Truvada’s efficacy has been tested in a number of studies and the results have been encouraging. Truvada as part of a combined treatment with another antiretroviral was able to reduce viral burdens to undetectable levels in 87% of the Truvada group vs 65% in the other group. PrEP treatment patients who took four or more doses a week were 100% protected over a 72 week period with an estimated 0-1.06 HIV incidence in this population. This means that if 10,000 people adhered to the dose schedule for a year between 0-106 people would contract HIV. Participants who took fewer doses were at higher risk. Another study indicated a 92% risk reduction in patients who had Truvada in their systems. Neither study indicated “risk compensation”, eg decreased condom use, increased risky behavior, among the participants however there was a decrease in adherence to the drug regimen which is problematic if left unaddressed in public health measure. However a third study suggests that intermittent dosing may counter problems with adherence to treatment. Side effects in these studies were minimal. Scientists disagree as to how much to trust the 99% reduction estimate, but agree that the data is promising.

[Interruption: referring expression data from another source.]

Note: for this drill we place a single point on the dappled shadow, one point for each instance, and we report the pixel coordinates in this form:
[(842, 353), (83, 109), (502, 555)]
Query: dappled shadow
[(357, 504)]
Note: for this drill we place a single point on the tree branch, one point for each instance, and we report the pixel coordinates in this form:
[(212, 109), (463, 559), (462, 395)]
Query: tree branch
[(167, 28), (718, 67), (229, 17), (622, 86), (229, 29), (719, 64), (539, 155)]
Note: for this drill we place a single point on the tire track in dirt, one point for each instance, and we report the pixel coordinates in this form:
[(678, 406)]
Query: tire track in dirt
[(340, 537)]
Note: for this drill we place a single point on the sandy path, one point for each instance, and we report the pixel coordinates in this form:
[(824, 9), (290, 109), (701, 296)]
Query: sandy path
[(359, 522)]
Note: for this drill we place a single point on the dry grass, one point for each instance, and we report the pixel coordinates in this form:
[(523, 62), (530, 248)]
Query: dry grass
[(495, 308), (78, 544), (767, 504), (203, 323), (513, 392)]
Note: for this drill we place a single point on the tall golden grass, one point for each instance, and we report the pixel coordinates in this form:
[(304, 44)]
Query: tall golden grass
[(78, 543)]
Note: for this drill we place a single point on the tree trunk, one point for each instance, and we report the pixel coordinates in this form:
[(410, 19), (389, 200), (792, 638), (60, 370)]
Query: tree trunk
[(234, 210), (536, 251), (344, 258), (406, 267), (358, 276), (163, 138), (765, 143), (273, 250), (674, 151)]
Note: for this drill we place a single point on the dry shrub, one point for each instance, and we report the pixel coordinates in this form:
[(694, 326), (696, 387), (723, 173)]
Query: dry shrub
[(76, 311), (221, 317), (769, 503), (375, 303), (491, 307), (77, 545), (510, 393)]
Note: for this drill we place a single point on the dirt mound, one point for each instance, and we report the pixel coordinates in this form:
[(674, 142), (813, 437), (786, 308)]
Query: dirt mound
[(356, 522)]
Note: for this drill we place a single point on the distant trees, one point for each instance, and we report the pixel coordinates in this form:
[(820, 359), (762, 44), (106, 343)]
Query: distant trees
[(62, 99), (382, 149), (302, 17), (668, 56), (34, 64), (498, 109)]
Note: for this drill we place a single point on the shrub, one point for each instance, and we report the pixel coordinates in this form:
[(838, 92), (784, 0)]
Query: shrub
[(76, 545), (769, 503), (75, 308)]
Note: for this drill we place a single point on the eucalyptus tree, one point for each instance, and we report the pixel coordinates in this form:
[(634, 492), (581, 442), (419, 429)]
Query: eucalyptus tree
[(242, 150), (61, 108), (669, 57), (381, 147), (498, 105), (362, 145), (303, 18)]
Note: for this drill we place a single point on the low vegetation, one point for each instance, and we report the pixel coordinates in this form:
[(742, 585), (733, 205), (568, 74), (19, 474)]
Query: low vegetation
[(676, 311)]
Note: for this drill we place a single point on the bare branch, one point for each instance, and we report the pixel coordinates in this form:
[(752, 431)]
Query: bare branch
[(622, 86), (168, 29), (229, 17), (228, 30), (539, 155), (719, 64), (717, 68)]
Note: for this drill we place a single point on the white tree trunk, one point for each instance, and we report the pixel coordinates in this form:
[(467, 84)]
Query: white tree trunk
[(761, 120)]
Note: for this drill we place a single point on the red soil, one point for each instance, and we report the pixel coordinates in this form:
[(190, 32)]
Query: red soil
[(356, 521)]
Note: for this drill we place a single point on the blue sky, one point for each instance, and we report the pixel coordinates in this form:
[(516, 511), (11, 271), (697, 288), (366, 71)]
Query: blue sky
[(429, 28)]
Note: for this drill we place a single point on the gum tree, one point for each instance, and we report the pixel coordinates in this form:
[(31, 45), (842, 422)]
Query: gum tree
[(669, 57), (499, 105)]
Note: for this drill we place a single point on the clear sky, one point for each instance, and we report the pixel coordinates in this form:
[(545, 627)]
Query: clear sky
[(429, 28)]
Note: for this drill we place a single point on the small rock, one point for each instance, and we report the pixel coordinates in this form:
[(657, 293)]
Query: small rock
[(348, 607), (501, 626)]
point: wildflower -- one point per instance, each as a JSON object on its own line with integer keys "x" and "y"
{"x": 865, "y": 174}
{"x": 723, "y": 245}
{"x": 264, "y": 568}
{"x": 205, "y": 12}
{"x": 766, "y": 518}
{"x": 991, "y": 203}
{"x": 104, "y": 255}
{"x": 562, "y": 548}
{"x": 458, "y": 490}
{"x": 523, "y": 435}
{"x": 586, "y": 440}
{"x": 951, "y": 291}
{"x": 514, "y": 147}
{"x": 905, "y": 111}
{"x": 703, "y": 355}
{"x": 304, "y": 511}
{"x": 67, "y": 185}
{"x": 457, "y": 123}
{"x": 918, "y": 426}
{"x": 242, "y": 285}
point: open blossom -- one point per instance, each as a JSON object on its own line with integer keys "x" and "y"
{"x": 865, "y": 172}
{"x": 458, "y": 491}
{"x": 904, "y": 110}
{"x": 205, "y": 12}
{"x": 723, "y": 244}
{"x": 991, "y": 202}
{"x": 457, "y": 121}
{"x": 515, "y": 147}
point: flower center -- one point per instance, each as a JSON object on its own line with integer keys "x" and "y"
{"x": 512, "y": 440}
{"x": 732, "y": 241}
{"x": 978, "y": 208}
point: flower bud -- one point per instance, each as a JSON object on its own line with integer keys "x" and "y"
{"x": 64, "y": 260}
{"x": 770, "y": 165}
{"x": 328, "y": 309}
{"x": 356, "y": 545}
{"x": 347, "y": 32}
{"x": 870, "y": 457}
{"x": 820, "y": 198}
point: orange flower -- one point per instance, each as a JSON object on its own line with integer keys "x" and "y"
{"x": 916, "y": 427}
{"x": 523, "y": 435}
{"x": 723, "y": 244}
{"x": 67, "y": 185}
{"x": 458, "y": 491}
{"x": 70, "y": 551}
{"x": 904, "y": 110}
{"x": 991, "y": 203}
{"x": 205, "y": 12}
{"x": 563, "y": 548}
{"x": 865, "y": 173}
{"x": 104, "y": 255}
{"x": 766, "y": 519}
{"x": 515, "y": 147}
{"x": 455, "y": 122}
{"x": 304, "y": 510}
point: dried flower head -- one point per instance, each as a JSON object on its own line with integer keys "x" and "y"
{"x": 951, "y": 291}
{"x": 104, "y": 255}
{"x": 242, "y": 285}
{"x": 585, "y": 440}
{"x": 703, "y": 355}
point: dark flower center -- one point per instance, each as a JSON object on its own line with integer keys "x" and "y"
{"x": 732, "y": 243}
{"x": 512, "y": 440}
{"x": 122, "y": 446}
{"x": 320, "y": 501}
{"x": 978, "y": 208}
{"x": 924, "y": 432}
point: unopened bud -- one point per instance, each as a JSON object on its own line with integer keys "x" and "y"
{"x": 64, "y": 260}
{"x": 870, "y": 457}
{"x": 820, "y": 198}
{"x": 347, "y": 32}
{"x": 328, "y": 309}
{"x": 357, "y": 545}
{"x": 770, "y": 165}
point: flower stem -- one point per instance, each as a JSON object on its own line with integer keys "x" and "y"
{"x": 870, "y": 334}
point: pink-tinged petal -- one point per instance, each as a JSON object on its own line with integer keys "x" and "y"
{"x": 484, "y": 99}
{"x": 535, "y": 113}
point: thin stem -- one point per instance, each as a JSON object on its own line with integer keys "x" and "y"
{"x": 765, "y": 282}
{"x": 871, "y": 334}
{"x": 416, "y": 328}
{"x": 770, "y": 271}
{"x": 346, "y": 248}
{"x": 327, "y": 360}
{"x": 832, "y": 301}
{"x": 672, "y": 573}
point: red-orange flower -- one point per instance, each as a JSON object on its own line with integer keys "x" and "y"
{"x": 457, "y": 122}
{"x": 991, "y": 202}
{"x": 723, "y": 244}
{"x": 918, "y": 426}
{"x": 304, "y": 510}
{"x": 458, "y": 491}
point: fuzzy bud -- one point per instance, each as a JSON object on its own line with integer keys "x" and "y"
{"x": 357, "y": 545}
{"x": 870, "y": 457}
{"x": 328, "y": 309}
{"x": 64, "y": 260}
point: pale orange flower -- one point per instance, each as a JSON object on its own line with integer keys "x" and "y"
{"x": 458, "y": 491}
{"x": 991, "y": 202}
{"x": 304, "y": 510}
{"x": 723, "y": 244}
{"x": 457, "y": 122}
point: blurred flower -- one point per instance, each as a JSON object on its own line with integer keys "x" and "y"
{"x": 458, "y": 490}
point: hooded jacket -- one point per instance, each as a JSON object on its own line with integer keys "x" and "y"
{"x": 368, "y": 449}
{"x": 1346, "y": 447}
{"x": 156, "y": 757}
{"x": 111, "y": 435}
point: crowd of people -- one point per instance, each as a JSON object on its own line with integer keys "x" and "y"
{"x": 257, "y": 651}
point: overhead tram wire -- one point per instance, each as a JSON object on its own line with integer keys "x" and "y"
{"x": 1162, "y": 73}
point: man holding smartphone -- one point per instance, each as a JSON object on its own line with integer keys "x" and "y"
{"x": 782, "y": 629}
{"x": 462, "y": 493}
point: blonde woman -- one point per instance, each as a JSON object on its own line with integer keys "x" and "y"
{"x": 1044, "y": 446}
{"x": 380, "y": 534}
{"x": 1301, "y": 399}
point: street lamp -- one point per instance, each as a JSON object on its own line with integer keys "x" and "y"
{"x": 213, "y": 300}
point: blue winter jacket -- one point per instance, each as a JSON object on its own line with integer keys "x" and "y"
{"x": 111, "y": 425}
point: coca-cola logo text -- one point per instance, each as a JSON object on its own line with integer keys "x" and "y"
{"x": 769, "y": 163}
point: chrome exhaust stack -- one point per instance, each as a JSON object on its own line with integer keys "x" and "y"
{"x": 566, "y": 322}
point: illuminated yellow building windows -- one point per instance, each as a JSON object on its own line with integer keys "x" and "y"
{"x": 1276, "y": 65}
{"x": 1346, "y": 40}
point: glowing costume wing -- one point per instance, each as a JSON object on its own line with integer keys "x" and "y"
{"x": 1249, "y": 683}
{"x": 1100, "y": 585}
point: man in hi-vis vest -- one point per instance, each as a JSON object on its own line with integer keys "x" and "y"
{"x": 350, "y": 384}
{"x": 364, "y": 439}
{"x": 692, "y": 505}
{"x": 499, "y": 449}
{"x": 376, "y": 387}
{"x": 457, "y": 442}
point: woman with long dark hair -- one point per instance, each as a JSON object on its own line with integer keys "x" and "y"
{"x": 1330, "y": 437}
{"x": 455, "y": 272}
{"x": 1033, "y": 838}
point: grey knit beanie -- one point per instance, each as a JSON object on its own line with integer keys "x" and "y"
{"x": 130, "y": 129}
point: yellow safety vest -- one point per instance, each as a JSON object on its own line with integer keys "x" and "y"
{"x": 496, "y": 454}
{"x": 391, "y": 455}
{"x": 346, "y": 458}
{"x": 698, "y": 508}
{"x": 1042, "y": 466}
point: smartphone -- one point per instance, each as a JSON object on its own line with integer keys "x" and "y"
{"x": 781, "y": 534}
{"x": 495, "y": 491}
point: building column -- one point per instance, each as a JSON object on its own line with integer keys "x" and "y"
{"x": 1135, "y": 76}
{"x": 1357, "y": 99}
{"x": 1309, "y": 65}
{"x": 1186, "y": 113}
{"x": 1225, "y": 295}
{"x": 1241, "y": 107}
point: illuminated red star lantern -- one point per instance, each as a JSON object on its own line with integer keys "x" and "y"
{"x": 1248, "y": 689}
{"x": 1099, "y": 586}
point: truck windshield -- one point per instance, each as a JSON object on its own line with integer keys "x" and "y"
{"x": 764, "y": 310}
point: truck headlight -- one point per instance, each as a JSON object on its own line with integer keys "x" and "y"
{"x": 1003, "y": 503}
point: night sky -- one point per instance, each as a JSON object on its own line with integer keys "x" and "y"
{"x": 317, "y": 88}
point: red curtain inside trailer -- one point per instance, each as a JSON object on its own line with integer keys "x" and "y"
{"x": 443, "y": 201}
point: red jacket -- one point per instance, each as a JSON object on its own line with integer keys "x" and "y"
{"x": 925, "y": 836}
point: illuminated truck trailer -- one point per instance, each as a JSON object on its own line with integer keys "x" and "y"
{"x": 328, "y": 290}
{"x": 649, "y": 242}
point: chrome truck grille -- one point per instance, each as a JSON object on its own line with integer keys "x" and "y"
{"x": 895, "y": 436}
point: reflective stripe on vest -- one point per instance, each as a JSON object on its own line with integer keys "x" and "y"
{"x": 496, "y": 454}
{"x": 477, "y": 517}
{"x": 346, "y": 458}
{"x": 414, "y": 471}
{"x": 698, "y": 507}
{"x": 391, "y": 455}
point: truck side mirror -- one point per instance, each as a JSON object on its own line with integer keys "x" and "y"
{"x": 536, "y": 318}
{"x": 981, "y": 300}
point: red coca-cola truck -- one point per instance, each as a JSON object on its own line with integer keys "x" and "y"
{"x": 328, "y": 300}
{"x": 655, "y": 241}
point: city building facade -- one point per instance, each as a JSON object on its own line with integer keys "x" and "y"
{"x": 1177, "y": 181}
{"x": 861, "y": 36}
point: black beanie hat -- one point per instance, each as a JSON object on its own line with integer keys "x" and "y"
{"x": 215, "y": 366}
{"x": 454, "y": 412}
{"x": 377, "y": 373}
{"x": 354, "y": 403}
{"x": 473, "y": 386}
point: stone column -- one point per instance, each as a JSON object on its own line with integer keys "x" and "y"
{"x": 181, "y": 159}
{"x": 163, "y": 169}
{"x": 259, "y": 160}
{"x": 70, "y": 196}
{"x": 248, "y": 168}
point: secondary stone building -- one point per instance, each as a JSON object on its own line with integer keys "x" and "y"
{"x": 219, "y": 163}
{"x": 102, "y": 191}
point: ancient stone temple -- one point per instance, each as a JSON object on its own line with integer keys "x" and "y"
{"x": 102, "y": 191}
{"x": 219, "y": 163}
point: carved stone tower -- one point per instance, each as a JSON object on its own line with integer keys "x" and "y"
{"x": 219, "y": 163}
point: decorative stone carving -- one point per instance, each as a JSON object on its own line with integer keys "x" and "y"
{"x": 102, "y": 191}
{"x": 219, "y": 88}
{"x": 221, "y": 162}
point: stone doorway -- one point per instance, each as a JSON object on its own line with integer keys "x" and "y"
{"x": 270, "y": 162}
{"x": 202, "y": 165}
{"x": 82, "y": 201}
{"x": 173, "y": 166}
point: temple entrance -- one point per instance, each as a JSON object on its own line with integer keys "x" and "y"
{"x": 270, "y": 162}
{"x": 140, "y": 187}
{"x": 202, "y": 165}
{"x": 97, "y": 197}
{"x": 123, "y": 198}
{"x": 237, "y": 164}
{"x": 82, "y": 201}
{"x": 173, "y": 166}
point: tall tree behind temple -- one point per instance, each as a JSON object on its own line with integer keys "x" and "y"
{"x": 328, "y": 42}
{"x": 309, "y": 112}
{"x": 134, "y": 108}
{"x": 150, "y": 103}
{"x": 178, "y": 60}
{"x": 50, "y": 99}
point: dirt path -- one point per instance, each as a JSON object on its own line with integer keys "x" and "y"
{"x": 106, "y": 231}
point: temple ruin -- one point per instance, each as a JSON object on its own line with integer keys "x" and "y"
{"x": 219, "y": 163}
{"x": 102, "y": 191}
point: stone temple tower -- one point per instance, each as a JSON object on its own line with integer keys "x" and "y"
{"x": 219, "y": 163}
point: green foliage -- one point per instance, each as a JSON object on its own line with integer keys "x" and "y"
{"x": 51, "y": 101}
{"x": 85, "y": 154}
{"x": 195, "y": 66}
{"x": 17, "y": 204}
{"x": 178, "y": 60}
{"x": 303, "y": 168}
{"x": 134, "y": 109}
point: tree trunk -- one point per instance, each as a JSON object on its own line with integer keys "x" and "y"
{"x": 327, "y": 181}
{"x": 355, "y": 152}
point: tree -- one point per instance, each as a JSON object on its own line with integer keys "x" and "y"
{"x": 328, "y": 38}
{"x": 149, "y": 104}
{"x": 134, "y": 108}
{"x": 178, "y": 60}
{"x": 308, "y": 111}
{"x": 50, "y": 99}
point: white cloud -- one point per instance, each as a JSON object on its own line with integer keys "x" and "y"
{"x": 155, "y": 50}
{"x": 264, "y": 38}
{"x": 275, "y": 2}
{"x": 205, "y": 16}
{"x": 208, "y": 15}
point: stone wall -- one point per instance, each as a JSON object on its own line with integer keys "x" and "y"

Where does that leave us? We now have a drug that looks spectacularly promising as an preventative measure for HIV and as an antiretroviral for use in combined therapies. The side effects are minimal because the active ingredients of Truvada target reverse transcriptase, which is not part of human cellular machinery, leaving patients with few side effects. Truvada’s efficacy is not completely clear but it looks like regular users will have 90% or higher reduced risk of contracting HIV. So what’s stopping us from using this drug? Several stories, including this one, have talked about the shame and stigma surrounding HIV infection, unprotected sex and the way this will disrupt the normalizing, pro-LGBT messages to the mainstream. Others have raised questions about whether this will come under attack by the Hobby Lobby decision. Lots of these objections ring like reproductive health arguments against “promiscuous women” and “sluts” and should be treated similarly. I think it’s fairly uncontroversial to say that nobody deserves to be infected with HIV, regardless of their sexual preferences. With condoms and Truveda we stand a good chance of cutting the legs out from under HIV infection. It would be an act of folly to let our shame get in the way.